Le Tribunal administratif de Marseille rejette par ordonnance le recours en excès de pouvoir dirigé contre un arrêté préfectoral d'obligation de quitter le territoire français (OQTF). Le juge estime que les moyens soulevés par le requérant, concernant un projet de création d'auto-entreprise dans un métier en tension, sont insuffisamment étayés et précis. La requête est rejetée en application de l'article R. 222-1 7° du code de justice administrative, qui permet le rejet des requêtes présentant des moyens manifestement infondés ou insuffisamment motivés.
Texte intégral
Vu la procédure suivante :
Par une requête, enregistrée le 4 février 2026, M. B... A... demande au tribunal d’annuler l’arrêté du 24 janvier 2026 par lequel le préfet des Bouches-du-Rhône lui a fait obligation de quitter le territoire français sans délai, a fixé le pays de destination et a prononcé à son encontre une interdiction de retour sur le territoire français pour une durée d’un an.

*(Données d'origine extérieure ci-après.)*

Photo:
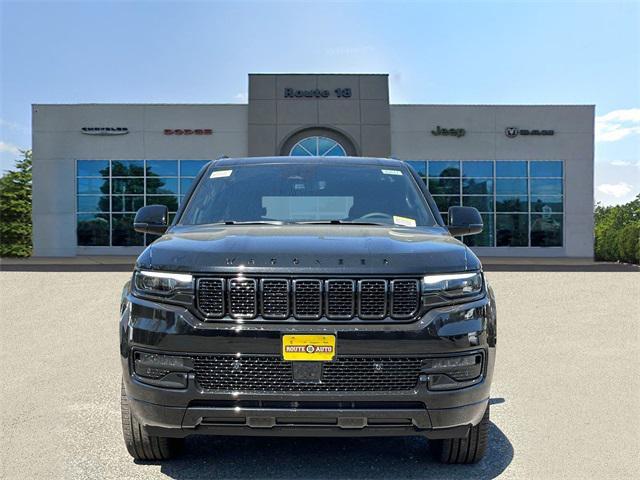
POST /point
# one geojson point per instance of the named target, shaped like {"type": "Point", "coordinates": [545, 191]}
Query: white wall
{"type": "Point", "coordinates": [58, 143]}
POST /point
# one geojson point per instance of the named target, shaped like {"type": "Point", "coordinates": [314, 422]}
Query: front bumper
{"type": "Point", "coordinates": [179, 412]}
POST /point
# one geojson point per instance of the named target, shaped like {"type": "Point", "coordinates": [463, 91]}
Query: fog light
{"type": "Point", "coordinates": [460, 368]}
{"type": "Point", "coordinates": [156, 366]}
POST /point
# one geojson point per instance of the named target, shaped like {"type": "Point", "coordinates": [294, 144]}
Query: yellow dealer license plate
{"type": "Point", "coordinates": [309, 348]}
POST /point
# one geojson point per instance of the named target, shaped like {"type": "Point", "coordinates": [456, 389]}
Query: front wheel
{"type": "Point", "coordinates": [469, 449]}
{"type": "Point", "coordinates": [140, 445]}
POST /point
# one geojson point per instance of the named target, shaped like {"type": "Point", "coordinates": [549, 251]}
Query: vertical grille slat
{"type": "Point", "coordinates": [242, 298]}
{"type": "Point", "coordinates": [404, 298]}
{"type": "Point", "coordinates": [335, 299]}
{"type": "Point", "coordinates": [210, 297]}
{"type": "Point", "coordinates": [275, 298]}
{"type": "Point", "coordinates": [307, 299]}
{"type": "Point", "coordinates": [340, 295]}
{"type": "Point", "coordinates": [372, 299]}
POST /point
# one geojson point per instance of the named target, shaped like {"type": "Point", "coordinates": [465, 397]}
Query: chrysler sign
{"type": "Point", "coordinates": [188, 131]}
{"type": "Point", "coordinates": [513, 132]}
{"type": "Point", "coordinates": [104, 130]}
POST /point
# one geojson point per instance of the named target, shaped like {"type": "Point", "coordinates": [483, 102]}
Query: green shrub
{"type": "Point", "coordinates": [617, 232]}
{"type": "Point", "coordinates": [15, 209]}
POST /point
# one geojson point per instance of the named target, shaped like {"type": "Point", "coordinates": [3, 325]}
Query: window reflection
{"type": "Point", "coordinates": [109, 193]}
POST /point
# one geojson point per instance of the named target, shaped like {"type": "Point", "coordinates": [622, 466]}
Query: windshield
{"type": "Point", "coordinates": [308, 193]}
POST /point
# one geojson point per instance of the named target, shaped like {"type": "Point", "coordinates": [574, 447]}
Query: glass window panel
{"type": "Point", "coordinates": [127, 168]}
{"type": "Point", "coordinates": [482, 203]}
{"type": "Point", "coordinates": [546, 204]}
{"type": "Point", "coordinates": [185, 184]}
{"type": "Point", "coordinates": [546, 230]}
{"type": "Point", "coordinates": [445, 202]}
{"type": "Point", "coordinates": [477, 169]}
{"type": "Point", "coordinates": [123, 186]}
{"type": "Point", "coordinates": [512, 203]}
{"type": "Point", "coordinates": [546, 186]}
{"type": "Point", "coordinates": [156, 185]}
{"type": "Point", "coordinates": [484, 238]}
{"type": "Point", "coordinates": [324, 145]}
{"type": "Point", "coordinates": [190, 168]}
{"type": "Point", "coordinates": [92, 203]}
{"type": "Point", "coordinates": [511, 186]}
{"type": "Point", "coordinates": [298, 151]}
{"type": "Point", "coordinates": [441, 186]}
{"type": "Point", "coordinates": [545, 169]}
{"type": "Point", "coordinates": [448, 168]}
{"type": "Point", "coordinates": [512, 230]}
{"type": "Point", "coordinates": [479, 186]}
{"type": "Point", "coordinates": [93, 185]}
{"type": "Point", "coordinates": [511, 169]}
{"type": "Point", "coordinates": [122, 232]}
{"type": "Point", "coordinates": [127, 203]}
{"type": "Point", "coordinates": [419, 166]}
{"type": "Point", "coordinates": [92, 168]}
{"type": "Point", "coordinates": [171, 201]}
{"type": "Point", "coordinates": [162, 168]}
{"type": "Point", "coordinates": [92, 229]}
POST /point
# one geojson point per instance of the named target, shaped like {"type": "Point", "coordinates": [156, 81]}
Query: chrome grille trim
{"type": "Point", "coordinates": [340, 299]}
{"type": "Point", "coordinates": [285, 299]}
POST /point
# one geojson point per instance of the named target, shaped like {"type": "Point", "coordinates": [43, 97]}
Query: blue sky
{"type": "Point", "coordinates": [451, 52]}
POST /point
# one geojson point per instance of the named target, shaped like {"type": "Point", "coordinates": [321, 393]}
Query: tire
{"type": "Point", "coordinates": [140, 445]}
{"type": "Point", "coordinates": [468, 449]}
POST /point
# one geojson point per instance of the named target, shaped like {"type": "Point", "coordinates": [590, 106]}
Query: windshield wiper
{"type": "Point", "coordinates": [339, 222]}
{"type": "Point", "coordinates": [249, 222]}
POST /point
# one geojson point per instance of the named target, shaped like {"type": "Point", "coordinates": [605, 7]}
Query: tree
{"type": "Point", "coordinates": [15, 209]}
{"type": "Point", "coordinates": [617, 232]}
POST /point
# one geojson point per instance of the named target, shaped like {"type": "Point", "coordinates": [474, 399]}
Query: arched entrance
{"type": "Point", "coordinates": [320, 142]}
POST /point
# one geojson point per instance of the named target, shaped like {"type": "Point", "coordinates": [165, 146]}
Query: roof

Vu les autres pièces du dossier.
Vu :
- l’accord franco-algérien du 27 décembre 1968 ;
- le code de l’entrée et du séjour des étrangers et du droit d’asile ;
- le code de justice administrative.
Considérant ce qui suit :
1. Aux termes des dispositions de l’article R. 222-1 du code de justice administrative : « (…) les présidents de formation de jugement des tribunaux (…) peuvent, par ordonnance : (…) / 7° Rejeter, après l’expiration du délai de recours (…), les requêtes ne comportant que des moyens de légalité externe manifestement infondés, des moyens irrecevables, des moyens inopérants ou des moyens qui ne sont assortis que de faits manifestement insusceptibles de venir à leur soutien ou ne sont manifestement pas assortis des précisions permettant d’en apprécier le bien-fondé ; (…) ».
2. M. A... fait valoir qu’il est entré régulièrement en France en avril 2023, muni d’un visa Schengen délivré par le consulat d’Italie en Algérie et que le préfet a commis une erreur de droit en considérant qu’il ne satisfaisait pas aux conditions requises pour prétendre à la régularisation de sa situation puisqu’il va présenter une demande de titre de séjour, en vue de la création d’une auto-entreprise, pour exercer le métier de coiffeur, reconnu en tension dans le département des Bouches-du-Rhône. Ces moyens tirés du défaut d’examen de sa situation et de l’erreur de droit, qui ne font l’objet que de très brefs développements, ne sont assortis que de faits manifestement insusceptibles de venir à leur soutien ou ne sont manifestement pas assortis des précisions permettant d’en apprécier le bien-fondé.
3. Il résulte de ce qui précède que la requête de M. A... doit être rejetée en application du 7° de l’article R. 222-1 du code de justice administrative.
O R D O N N E :
Article 1er : La requête de M. A... est rejetée.
Article 2 : La présente ordonnance sera notifiée à M. B... A... et au préfet des Bouches-du-Rhône.
Copie en sera adressée au ministre de l’intérieur.
Fait à Marseille, le 7 avril 2026.
La présidente de la 7ème chambre,
signé
S. CAROTENUTO
La République mande et ordonne au préfet des Bouches-du-Rhône en ce qui le concerne ou à tous commissaires de justice à ce requis en ce qui concerne les voies de droit commun contre les parties privées, de pourvoir à l’exécution de la présente décision.